Zawsze, lub prawie zawsze jest tak, że dyżurnym problemem zastępczym jest aborcja, zakazy z nią związane etc. Kiedy coś się dzieje i ktoś chce przykryć temat, to zaczyna się jazda z aborcją. Nie jest to pomysł PiSu, ale był wykorzystywany, o ile pamiętam, dość często. Jednak po raz pierwszy kobiety powiedziały „nie”, mamy dość, nie chcemy, aby za sprawą problemów najbliższych kobietom właśnie i bardzo, bardzo trudnych, ktoś załatwiał swoje sprawy.
Byłam na wszystkich spotkaniach i oczywiście na Czarnym Marszu. Nie pomyślałam nawet, że kiedykolwiek przyjdzie mi znów strajkować w sprawie obrony ludzkiej godności i wolności. Jestem z pokolenia solidarnościowego i swoje strajki, jak mi się wydawało, już zaliczyłam. A tu znów, wobec zamachu na wolność – wypadało stanąć w szeregu. I Szanowni Państwo, były to szeregi dość specyficzne. W Krakowie, jak przeczytałam, w Czarnym Marszu wzięło udział ponad 20 tysięcy ludzi. W przeważającej ilości były to młode kobiety. Wiele z nich było z dziećmi, a zapewne bardzo wiele ma dzieci. I tak naprawdę, co wszędzie podkreślam, nie był to marsz popierający aborcję. Ja sama nie jestem zwolenniczką aborcji. Był to marsz za edukacją, za wolnością wyboru i przeciw wykorzystywaniu aborcji, jako tematu zastępczego. Głos był mocny. Może kogoś to nauczy, aby nie wykorzystywać kobiet i ich spraw do tuszowania innych problemów, które ma państwo.

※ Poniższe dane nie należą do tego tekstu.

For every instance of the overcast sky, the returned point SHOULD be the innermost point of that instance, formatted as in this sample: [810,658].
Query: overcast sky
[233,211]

Dajmy spokój.
I szlag mnie trafia (przepraszam), jak facet przed urzędem powiedział mi, że jest przeciwny marszowi, bo „nawet dziecko z gwałtu trzeba urodzić, ponieważ nie wolno zabić”. A potem dodał „moja żona tez tak myśli i na pewno by takie dziecko urodziła”. I to jest różnica, jak mniemam, pomiędzy teorią i praktyką. A praktyka, oby nie spotkała żony w/w członka PO, mogła by wykazać zupełnie rożne postawy i zachowania i być zaskakująca dla wszystkich.
A TVP 1 wieczorem nadała film o eugenice. Czytaj: manipulacji ciąg dalszy.